The solution is to switch to Gitlab.

There you can define group level variables, have hierarchical groups and much more.

The default set of variables allows for short lived access tokens to repositories.

Many more things, and its thought through pipeline/job definition make Gitlab not only an amazing code hosting but also a well integrated CI/CD solution.

Heck u even get a private docker registry for each repository...

There, I said it.

On Sat 10. Aug 2019 at 17:12, Joram van den Boezem notifications@github.com wrote:

This issue is making it impossible for us to use the same key for all repos in the same org, as described here https://docs.travis-ci.com/user/private-dependencies/#reusing-a-generated-key .

Travis CI is an awesome tool, but the lack of progress on trivial issues like this is a little worrying.
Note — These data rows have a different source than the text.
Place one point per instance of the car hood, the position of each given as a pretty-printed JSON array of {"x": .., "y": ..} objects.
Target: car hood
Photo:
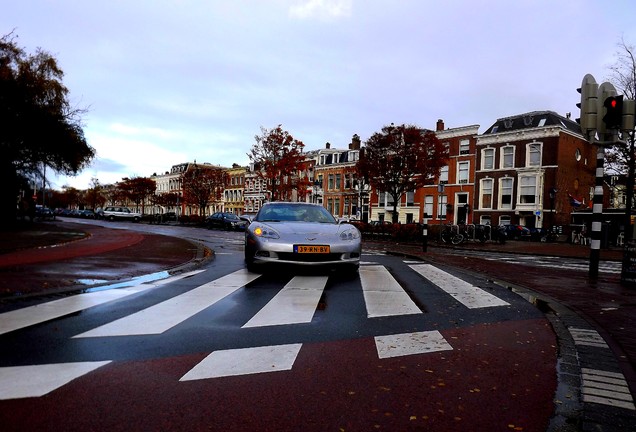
[{"x": 307, "y": 228}]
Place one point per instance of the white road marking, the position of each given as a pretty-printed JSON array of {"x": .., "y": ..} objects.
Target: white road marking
[
  {"x": 606, "y": 388},
  {"x": 245, "y": 361},
  {"x": 163, "y": 316},
  {"x": 295, "y": 303},
  {"x": 467, "y": 294},
  {"x": 587, "y": 337},
  {"x": 383, "y": 295},
  {"x": 410, "y": 344},
  {"x": 20, "y": 318},
  {"x": 34, "y": 381}
]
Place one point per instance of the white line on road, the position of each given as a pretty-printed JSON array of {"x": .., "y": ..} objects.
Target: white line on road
[
  {"x": 411, "y": 343},
  {"x": 163, "y": 316},
  {"x": 383, "y": 295},
  {"x": 295, "y": 303},
  {"x": 245, "y": 361},
  {"x": 469, "y": 295},
  {"x": 38, "y": 380}
]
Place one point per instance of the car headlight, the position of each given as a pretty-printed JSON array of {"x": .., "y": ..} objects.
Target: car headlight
[
  {"x": 265, "y": 232},
  {"x": 350, "y": 234}
]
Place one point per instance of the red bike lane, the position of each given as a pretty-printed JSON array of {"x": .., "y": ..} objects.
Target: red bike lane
[{"x": 497, "y": 377}]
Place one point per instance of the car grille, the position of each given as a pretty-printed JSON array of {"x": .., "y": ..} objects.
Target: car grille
[{"x": 290, "y": 256}]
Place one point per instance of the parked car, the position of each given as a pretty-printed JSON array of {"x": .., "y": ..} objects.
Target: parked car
[
  {"x": 517, "y": 232},
  {"x": 124, "y": 213},
  {"x": 87, "y": 213},
  {"x": 44, "y": 213},
  {"x": 226, "y": 221},
  {"x": 300, "y": 233}
]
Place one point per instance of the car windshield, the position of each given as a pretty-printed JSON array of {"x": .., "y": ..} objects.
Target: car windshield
[{"x": 294, "y": 213}]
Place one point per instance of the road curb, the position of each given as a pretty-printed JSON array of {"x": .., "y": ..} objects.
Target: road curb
[{"x": 580, "y": 349}]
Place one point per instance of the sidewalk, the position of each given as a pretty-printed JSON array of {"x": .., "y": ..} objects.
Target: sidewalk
[{"x": 58, "y": 256}]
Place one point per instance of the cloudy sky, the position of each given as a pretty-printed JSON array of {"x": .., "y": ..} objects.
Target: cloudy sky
[{"x": 168, "y": 82}]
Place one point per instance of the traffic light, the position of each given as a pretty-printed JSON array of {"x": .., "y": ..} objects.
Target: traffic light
[
  {"x": 613, "y": 118},
  {"x": 588, "y": 104},
  {"x": 605, "y": 91},
  {"x": 629, "y": 112}
]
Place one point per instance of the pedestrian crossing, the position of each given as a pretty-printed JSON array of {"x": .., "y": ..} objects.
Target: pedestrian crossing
[{"x": 295, "y": 303}]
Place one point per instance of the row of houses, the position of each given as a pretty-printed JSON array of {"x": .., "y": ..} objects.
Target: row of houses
[{"x": 533, "y": 169}]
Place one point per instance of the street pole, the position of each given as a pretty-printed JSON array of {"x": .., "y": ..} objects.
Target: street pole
[{"x": 597, "y": 214}]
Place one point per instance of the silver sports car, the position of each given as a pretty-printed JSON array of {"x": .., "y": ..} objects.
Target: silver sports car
[{"x": 300, "y": 233}]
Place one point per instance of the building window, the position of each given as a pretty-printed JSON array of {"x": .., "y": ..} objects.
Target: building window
[
  {"x": 464, "y": 147},
  {"x": 508, "y": 157},
  {"x": 443, "y": 175},
  {"x": 488, "y": 159},
  {"x": 486, "y": 194},
  {"x": 534, "y": 154},
  {"x": 505, "y": 186},
  {"x": 527, "y": 190},
  {"x": 441, "y": 209},
  {"x": 410, "y": 198},
  {"x": 462, "y": 170},
  {"x": 428, "y": 206}
]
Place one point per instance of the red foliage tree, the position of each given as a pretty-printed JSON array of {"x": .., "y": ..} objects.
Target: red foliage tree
[
  {"x": 279, "y": 160},
  {"x": 203, "y": 186},
  {"x": 399, "y": 159}
]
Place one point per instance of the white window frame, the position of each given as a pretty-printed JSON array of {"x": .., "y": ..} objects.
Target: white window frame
[
  {"x": 461, "y": 170},
  {"x": 428, "y": 205},
  {"x": 483, "y": 187},
  {"x": 525, "y": 186},
  {"x": 488, "y": 154},
  {"x": 443, "y": 175},
  {"x": 503, "y": 163},
  {"x": 464, "y": 146},
  {"x": 533, "y": 150},
  {"x": 502, "y": 189}
]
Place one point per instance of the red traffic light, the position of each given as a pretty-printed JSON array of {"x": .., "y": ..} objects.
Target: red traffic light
[{"x": 614, "y": 113}]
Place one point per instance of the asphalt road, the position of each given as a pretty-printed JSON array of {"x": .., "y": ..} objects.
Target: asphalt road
[{"x": 223, "y": 349}]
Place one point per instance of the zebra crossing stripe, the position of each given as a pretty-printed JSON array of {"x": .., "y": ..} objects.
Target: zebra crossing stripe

[offtopic] Ideally, there'd be an option to upload org-level ssh keys and environment variables https://github.com/travis-ci/travis-ci/issues/7128 .

— You are receiving this because you commented. Reply to this email directly, view it on GitHub https://github.com/travis-ci/travis.rb/issues/447?email_source=notifications&email_token=AAAFE5ZL3XCQZXDRQYI5L43QD3LHHA5CNFSM4CTVCP42YY3PNVWWK3TUL52HS4DFVREXG43VMVBW63LNMVXHJKTDN5WW2ZLOORPWSZGOD4APJSQ#issuecomment-520156362, or mute the thread https://github.com/notifications/unsubscribe-auth/AAAFE5ZMSARQYKQLJPAPKYTQD3LHHANCNFSM4CTVCP4Q .

[alper]

It was already pretty telling that they were having such a hard time fixing something basic like this. After the takeover this ever being resolved is even more unlikely.

[hongaar]

Don't want to leave GH. So now, every day, I pray to the GitHub Actions invite gods... 🙏

[ksegun]

Workaround by using rbenv and ruby 2.3.6.